Its corridors are filthy, caked in dirt trampled in from school grounds left muddy after builders have long gone. The boys' toilets can only be described as squalid.
Turn a corner towards the school's drama hall and you are in a corridor with ugly metal ducting and pipes running along its length. It has shabby walls, yet this pound;2.5 million extension only opened two years ago.
There is a constant, irritating, high-pitched whine throughout the school from a faulty fire alarm. The alarm has gone off four times today - protective covers around its buttons do not shut properly and pupils set them off. Some outside doors do not close properly, and neither does one pair of fire doors.
Headteacher Andy Schofield stops outside the school canteen. He peers in at a dirty floor and shakes his head. "It's never cleaned," he says.
The doors are kept locked by the private contractors who run it and nobody else can get in.
Most heads would balk at showing a visitor all this.

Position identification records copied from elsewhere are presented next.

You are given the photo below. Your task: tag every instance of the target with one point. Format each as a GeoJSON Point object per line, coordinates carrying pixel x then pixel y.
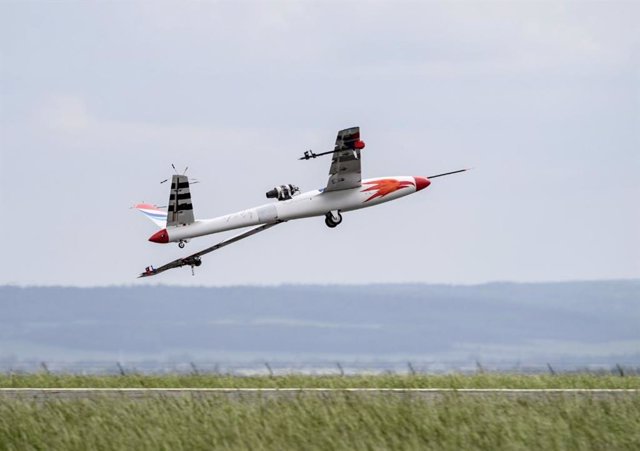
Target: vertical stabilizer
{"type": "Point", "coordinates": [180, 210]}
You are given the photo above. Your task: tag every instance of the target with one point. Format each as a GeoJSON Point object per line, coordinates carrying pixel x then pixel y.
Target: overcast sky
{"type": "Point", "coordinates": [542, 99]}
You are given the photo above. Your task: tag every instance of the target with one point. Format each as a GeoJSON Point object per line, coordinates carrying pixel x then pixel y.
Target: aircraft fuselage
{"type": "Point", "coordinates": [304, 205]}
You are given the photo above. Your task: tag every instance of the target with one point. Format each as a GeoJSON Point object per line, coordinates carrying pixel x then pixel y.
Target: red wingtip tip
{"type": "Point", "coordinates": [160, 237]}
{"type": "Point", "coordinates": [421, 183]}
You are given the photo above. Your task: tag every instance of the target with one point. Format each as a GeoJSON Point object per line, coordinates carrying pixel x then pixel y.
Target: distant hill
{"type": "Point", "coordinates": [577, 321]}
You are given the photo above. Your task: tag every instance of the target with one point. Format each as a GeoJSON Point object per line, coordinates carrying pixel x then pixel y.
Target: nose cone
{"type": "Point", "coordinates": [160, 237]}
{"type": "Point", "coordinates": [421, 183]}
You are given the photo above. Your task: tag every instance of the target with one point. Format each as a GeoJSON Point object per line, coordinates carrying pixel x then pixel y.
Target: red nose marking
{"type": "Point", "coordinates": [421, 183]}
{"type": "Point", "coordinates": [160, 237]}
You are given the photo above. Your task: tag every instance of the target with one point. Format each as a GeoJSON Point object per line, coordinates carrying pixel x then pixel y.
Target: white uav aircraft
{"type": "Point", "coordinates": [345, 191]}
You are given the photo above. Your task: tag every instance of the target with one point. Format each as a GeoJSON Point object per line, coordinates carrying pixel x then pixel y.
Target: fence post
{"type": "Point", "coordinates": [551, 370]}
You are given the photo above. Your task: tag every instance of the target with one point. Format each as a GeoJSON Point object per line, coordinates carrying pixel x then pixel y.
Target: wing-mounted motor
{"type": "Point", "coordinates": [283, 192]}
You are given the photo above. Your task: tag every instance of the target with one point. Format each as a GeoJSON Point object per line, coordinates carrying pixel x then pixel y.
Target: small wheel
{"type": "Point", "coordinates": [330, 221]}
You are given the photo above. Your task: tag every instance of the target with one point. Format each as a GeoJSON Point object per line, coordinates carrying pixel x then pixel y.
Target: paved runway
{"type": "Point", "coordinates": [421, 393]}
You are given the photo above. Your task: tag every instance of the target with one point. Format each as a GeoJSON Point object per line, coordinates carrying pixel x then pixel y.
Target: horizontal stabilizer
{"type": "Point", "coordinates": [157, 216]}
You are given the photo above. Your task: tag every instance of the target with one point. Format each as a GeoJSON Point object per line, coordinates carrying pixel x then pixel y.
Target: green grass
{"type": "Point", "coordinates": [328, 422]}
{"type": "Point", "coordinates": [486, 380]}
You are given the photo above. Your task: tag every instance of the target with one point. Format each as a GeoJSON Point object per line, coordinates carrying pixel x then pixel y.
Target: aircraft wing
{"type": "Point", "coordinates": [194, 259]}
{"type": "Point", "coordinates": [345, 171]}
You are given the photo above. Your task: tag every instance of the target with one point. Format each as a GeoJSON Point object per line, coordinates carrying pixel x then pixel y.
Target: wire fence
{"type": "Point", "coordinates": [335, 368]}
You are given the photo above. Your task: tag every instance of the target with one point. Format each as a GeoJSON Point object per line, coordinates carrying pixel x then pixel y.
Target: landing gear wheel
{"type": "Point", "coordinates": [332, 222]}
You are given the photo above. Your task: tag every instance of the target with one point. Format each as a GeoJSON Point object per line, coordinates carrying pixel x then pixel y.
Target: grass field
{"type": "Point", "coordinates": [486, 380]}
{"type": "Point", "coordinates": [338, 420]}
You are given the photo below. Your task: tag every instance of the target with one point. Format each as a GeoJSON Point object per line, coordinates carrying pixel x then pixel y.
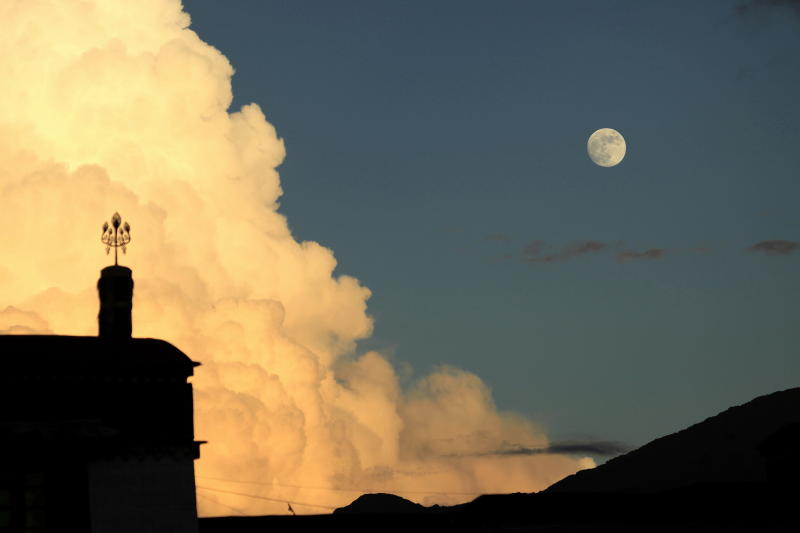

But Mr Schofield is not ashamed - he is just very angry. His school is part of what was supposed to be a flagship private finance initiative with the now struggling engineering firm Jarvis, which has recently sold its share in the project.
He says that from the beginning it has been a nightmare. "This could have been a show school for Jarvis," he says, looking out of his office window across a panoramic view of Brighton. "It's been a real lost opportunity."
Mr Schofield was never averse to private-sector involvement in schools.
Varndean has its own e-learning business with a half-million-pound turnover.
"We have no problem with making money or being businesslike," he says.
"What I do have a problem with is shelling out a lot of money for things that aren't actually happening."
The school pays pound;28,000 a month for a range of services, including cleaning and maintenance.
Much of the head's anger is reserved for the education authority, Brighton and Hove council, which he claims has not stood up to Jarvis.
The paradox is that while Varndean school recently appeared in the Office for Standards in Education's honours list - the 234 consistent high-achievers among England's schools - the legacy of its PFI deal is the one thing holding it back.
Three years ago Jarvis won a 25-year pound;105m contract to upgrade and maintain Varndean as well as three other Brighton schools - Dorothy Stringer, East Brighton college of media and art (Comart) and Patcham high school.
For Varndean the deal meant some much-needed extensions to its 1920s buildings, including a new sports hall, drama studios and an Astroturf soccer pitch. Mr Schofield welcomed it with open arms. "I rather naively believed that it was sold to us so I could get on with running the school."
In reality, a nine-month construction programme ended up taking 30 months, and new buildings were signed off that did not comply with Department for Education and Skills design guides or required standards of accommodation.
When the school's new technology and drama wing opened, rooms had no equipment, though Mr Schofield insists this was promised in the original deal. The school has since spent pound;75,000 re-equipping and refurbishing parts of the building.
For two years Varndean has paid pound;28,000 a month for facilities management but has seen no maintenance plan, no refurbishment plan, and no plan for day-to-day management.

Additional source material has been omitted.